In 2019, we and The Bromley Companies formed a joint venture (the “Midtown One joint venture”) to construct Midtown West, a 150,000 square foot, multi-customer office building located in the mixed-use Midtown Tampa project in Tampa’s Westshore submarket. Midtown West has an anticipated total investment of $71.3 million. Construction of Midtown West began in the third quarter of 2019 and the building was placed in service in the second quarter of 2021. At closing, we agreed to contribute cash of $20.0 million, which has been fully funded, in exchange for an 80.0% interest in the Midtown One joint venture and The Bromley Companies contributed land valued at $5.0 million in exchange for the remaining 20.0% interest. We also committed to provide a $46.3 million interest-only secured construction loan to the Midtown One joint venture that is scheduled to mature on the second anniversary of completion. The loan bears interest at LIBOR plus 250 basis points. As of September 30, 2021, $25.9 million under the loan has been funded.
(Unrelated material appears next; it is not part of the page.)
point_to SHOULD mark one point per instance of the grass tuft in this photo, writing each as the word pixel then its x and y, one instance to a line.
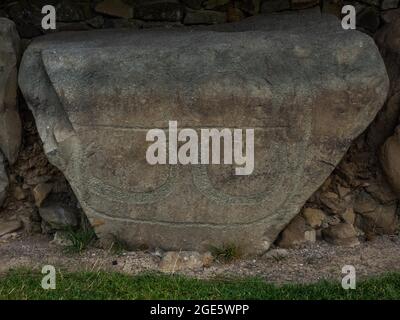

We determined that we have a variable interest in the Midtown One joint venture primarily because the entity was designed to pass along interest rate risk, equity price risk and operation risk to us as both a debt and an equity holder and The Bromley Companies as an equity holder. The Midtown One joint venture was further determined to be a variable interest entity as it requires additional subordinated financial support in the form of a loan because the initial equity investment provided by us and The Bromley Companies is not sufficient to finance its planned investments and operations. We, as majority owner and managing member and through our control rights as set forth in the joint venture’s governance documents, were determined to be the primary beneficiary as we have both the power to direct the activities that most significantly affect the entity (primarily lease rates, property operations and capital expenditures) and significant economic exposure through our equity investment and loan commitment. As such, the Midtown One joint venture is consolidated and all intercompany transactions and accounts are eliminated. The following table sets forth the assets and liabilities of the Midtown One joint venture included on our Consolidated Balance Sheets:
September 30,
2021
Net real estate assets$52,790 
Deferred leasing costs, net$1,934 
Prepaid expenses and other assets, net$170 
Accounts payable, accrued expenses and other liabilities$1,771 
The assets of the Midtown One joint venture can be used only to settle obligations of the joint venture and its creditors have no recourse to our wholly owned assets.